Faculty Recruiting Support CICS

Reasoning about User Feedback under Identity Uncertainty in Knowledge Base Construction

14 Mar
Thursday, 03/14/2019 9:00am to 11:00am
Computer Science Building, Room 150/151
PhD Dissertation Proposal Defense
Speaker: Ari Kobren

Intelligent, automated systems that are intertwined with everyday life---such as Google Search and virtual assistants like Amazon's Alexa or Apple's Siri---are often powered in part by knowledge bases (KBs), i.e., structured data repositories of entities, their attributes, and the relationships among them. Despite a wealth of research focused on automated KB construction methods, KBs are inevitably imperfect, with errors stemming from various points in the construction pipeline. Making matters more challenging, new data is created daily and must often be integrated with existing KBs so that they remain up-to-date.

As the primary consumers of KBs and the applications upon which they are built, human users have tremendous potential to aid in KB construction by contributing feedback that identifies spurious and missing entity attributes and relations.  However, integrating user feedback with existing KBs is complicated by the necessity to resolve identity uncertainty, i.e., determining to which real-world entity each piece of raw data refers. This determination is typically performed via entity resolution, which clusters raw data by real-world entity. Since the clustering procedure may produce errors, reconsideration of resolution decisions is required throughout KB construction.
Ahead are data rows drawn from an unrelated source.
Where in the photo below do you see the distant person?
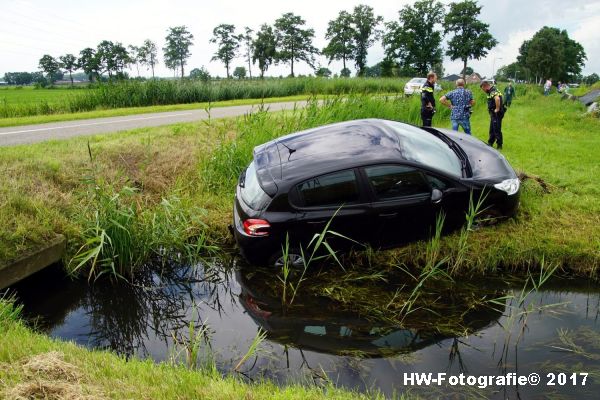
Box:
[544,78,552,96]
[421,72,437,126]
[440,79,475,135]
[504,82,516,107]
[480,80,504,150]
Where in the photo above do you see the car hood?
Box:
[438,129,517,182]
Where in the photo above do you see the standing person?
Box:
[421,72,437,126]
[440,79,475,135]
[504,82,517,107]
[480,81,504,150]
[544,78,552,96]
This gives rise to the difficulty of appropriately allocating user feedback when previously edited KB entities are merged or split.

In this thesis, we present a continuous reasoning framework capable of integrating user feedback and new data with existing KBs in the presence of identity uncertainty. Our approach is based on the notion that user feedback should participate alongside raw evidence throughout the KB construction process. To begin, we introduce the Grafting and Rotation-based INCremental Hierarchical Clustering algorithm---GRINCH.  GRINCH builds a hierarchical clustering over the raw KB data, one point at a time, and includes both local and global rearrangement subroutines.  We prove that GRINCH is guaranteed to construct pure clusterings when our new notion of model-based separation is satisfied, and demonstrate that GRINCH outperforms other state-of-the-art algorithms in entity resolution as well as in more general clustering problems.

Next, we show how to integrate user feedback with KBs by (1) representing the feedback as raw KB data, and (2) clustering it together with the other raw data using GRINCH. Our experiments reveal that clustering user feedback and raw data jointly improves integration accuracy over strategies based on using the feedback to directly modify KB entities.  We also propose an extended representation that explicitly delineates between contextual aspects of user feedback and aspects that correct mistaken or introduce missing attributes and relationships.  Utilization of this second representation enables KBs to recover from errors in the raw data as well as from mistakes made during entity resolution. Empirically, we find that the extended representation leads to further improvements in overall integration accuracy.

Advisor: Andrew McCallum